Kirralie Smith04/27/06
Good story, the end was a bit rushed but that was probably because of the word limit?
Jesus Puppy 04/28/06
Well done, and with a topic that is troubling many youths, and even adults, these day. And with most Pop up as they are most don't even need to look, it comes after the unexpecting. Very well expressed, showing the point in the story without much description. Turning the child around in the end, showing the reader they do have a choice and One that will stand by them, no matter what. Good job...
Jan Ackerson 04/29/06
If you end it a bit sooner--with "...the Lord's help" the ending won't seem so rushed. You don't have to tie up all the loose ends, you can trust your readers to do that, if you've done a good job with the story--and you did a great job with this story! The conflicting voices were wonderfully portrayed.
Becky Depp 05/01/06
Great story! I love it.
T. F. Chezum05/01/06
Very nice story. I agree with Jan about the ending, but you did a great job.
Jean Elizabeth 05/01/06
Great job! I agree that the ending was too tidy but you did a fabulous job portraying the tug-of-war between good and evil. Good writing.
Rita Garcia05/01/06
Touching, heartfelt story. Good job!
Debbie OConnor05/02/06
Great and timely story. I think for "inner strength" I would have liked to see less of the struggle to decide to quit and more of the walking out of the decision.
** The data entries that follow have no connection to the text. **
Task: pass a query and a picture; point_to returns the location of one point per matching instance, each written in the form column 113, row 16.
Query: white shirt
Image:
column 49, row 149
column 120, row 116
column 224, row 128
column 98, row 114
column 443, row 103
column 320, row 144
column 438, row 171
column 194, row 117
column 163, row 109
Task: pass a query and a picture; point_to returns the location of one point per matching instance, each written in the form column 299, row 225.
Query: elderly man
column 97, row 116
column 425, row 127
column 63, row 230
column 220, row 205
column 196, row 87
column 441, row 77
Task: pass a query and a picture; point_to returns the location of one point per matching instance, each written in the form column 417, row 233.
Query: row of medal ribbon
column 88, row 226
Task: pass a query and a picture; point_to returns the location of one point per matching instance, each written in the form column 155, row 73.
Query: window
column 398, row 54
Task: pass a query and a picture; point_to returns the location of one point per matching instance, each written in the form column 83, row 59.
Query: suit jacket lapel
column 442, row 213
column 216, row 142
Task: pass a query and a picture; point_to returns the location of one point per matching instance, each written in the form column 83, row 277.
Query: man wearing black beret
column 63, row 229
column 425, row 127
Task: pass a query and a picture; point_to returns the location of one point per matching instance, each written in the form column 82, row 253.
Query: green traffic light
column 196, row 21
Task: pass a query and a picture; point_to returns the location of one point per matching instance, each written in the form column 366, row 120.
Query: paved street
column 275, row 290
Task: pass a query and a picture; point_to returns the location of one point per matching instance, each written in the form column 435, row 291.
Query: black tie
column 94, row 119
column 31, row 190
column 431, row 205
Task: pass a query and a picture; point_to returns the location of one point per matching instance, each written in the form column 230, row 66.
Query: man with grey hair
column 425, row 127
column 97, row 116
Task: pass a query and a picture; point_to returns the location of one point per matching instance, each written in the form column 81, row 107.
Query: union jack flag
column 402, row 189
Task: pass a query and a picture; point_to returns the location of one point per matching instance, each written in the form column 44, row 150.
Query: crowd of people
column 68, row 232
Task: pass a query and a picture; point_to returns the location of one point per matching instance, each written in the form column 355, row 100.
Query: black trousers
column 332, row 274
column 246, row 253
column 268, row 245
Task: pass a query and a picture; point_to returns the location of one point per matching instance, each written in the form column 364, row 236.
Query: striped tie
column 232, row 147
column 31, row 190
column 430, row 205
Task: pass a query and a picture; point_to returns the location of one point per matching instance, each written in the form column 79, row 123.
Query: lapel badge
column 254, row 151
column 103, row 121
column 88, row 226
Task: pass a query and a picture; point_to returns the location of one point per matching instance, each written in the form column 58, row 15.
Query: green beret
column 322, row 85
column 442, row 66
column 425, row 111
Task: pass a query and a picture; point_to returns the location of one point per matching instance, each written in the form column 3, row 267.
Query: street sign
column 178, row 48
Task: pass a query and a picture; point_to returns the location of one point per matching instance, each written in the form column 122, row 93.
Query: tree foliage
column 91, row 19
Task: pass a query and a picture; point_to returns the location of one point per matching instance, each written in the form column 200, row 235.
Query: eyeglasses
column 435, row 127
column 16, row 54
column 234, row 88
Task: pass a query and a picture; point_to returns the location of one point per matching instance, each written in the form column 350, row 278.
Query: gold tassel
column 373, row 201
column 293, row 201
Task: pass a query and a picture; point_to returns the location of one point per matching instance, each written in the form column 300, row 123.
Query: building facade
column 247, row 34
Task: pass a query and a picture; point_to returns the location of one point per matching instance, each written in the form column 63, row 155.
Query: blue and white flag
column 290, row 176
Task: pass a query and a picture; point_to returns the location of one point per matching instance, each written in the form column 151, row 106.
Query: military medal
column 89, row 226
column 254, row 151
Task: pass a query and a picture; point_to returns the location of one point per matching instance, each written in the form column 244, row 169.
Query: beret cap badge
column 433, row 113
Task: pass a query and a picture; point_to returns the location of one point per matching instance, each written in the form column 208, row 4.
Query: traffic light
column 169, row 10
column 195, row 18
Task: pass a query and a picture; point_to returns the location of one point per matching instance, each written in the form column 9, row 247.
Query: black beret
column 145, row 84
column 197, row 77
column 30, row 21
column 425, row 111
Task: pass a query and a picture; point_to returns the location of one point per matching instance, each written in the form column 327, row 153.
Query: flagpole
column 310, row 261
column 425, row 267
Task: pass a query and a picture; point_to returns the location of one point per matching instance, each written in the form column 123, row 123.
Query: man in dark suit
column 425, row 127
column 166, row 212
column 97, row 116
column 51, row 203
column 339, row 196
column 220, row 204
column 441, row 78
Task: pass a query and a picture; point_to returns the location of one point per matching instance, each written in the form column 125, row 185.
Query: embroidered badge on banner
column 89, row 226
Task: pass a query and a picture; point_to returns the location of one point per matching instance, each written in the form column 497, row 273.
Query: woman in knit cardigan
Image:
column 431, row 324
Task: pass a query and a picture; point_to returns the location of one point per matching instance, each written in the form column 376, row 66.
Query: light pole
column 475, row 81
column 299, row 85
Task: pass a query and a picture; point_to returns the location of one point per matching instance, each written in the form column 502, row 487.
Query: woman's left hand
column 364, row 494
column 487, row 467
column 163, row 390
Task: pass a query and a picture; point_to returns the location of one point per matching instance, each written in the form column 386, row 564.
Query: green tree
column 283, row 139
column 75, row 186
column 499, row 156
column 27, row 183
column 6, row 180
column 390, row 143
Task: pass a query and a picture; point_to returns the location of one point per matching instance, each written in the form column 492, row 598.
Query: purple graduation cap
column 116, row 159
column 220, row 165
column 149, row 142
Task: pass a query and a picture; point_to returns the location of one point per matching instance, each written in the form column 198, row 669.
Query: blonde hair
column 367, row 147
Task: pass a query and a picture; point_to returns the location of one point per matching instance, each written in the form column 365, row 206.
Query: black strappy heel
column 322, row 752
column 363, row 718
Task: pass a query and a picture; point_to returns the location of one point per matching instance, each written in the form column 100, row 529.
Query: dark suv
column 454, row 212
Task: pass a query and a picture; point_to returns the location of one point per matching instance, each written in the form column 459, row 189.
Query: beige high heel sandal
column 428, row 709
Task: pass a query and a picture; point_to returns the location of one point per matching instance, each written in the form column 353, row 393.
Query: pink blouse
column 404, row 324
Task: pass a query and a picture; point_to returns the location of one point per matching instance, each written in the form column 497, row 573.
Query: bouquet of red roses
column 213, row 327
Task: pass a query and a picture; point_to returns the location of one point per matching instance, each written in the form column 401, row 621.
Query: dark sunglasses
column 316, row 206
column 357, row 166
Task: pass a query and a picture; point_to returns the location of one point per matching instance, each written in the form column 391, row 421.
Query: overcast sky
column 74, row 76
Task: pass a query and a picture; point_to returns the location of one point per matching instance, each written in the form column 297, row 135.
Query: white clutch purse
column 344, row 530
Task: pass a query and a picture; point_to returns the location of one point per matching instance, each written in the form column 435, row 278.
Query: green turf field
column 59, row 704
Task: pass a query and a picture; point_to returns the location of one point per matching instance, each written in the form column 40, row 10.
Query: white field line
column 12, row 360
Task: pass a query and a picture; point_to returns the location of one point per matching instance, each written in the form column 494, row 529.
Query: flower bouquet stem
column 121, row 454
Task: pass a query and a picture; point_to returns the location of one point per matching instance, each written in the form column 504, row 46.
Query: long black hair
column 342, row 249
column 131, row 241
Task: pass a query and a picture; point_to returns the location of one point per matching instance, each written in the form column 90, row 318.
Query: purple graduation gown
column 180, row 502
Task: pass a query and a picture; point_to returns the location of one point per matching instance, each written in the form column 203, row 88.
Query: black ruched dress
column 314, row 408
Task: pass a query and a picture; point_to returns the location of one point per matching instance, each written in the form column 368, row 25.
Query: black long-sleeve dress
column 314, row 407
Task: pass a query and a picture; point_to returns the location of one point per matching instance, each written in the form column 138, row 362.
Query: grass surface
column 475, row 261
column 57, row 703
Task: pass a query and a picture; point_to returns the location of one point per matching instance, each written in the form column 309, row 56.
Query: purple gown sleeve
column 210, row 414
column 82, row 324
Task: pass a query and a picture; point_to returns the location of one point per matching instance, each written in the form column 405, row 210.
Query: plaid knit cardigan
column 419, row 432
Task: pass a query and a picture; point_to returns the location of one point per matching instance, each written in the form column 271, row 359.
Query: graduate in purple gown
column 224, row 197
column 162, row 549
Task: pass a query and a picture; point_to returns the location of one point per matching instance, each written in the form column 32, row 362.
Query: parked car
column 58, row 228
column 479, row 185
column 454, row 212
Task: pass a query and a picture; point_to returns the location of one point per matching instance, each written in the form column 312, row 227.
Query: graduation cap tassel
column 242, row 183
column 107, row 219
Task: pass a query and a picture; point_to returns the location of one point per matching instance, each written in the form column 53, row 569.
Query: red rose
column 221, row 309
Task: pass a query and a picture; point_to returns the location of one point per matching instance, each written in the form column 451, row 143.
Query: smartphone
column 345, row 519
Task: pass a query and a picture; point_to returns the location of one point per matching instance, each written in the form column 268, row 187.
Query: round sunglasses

Still, this is a very strong entry. Great writing.
Caitlynn Lowe05/03/06
Nice story, I really enjoyed it. ^_^
Pat Guy 05/03/06
I agree with Jan! You did such a good job on this story you didn't need the last paragraph! Goooood job! Great conflicts! This one should be submitted somewhere.
Maxx .05/03/06
Way to tackle a very difficult topic. Very good! My only suggestion is that anytime you split an article into two halves you are breaking the rythm and flow of the piece. All of the points that you made in the first half could have been made in different ways during the second half. Stated another way, you could have just written the second half and woven the first half in as backstory. (or vice-versa, actually!) Just a suggestion, since you obviously have the skills to write at the highest levels.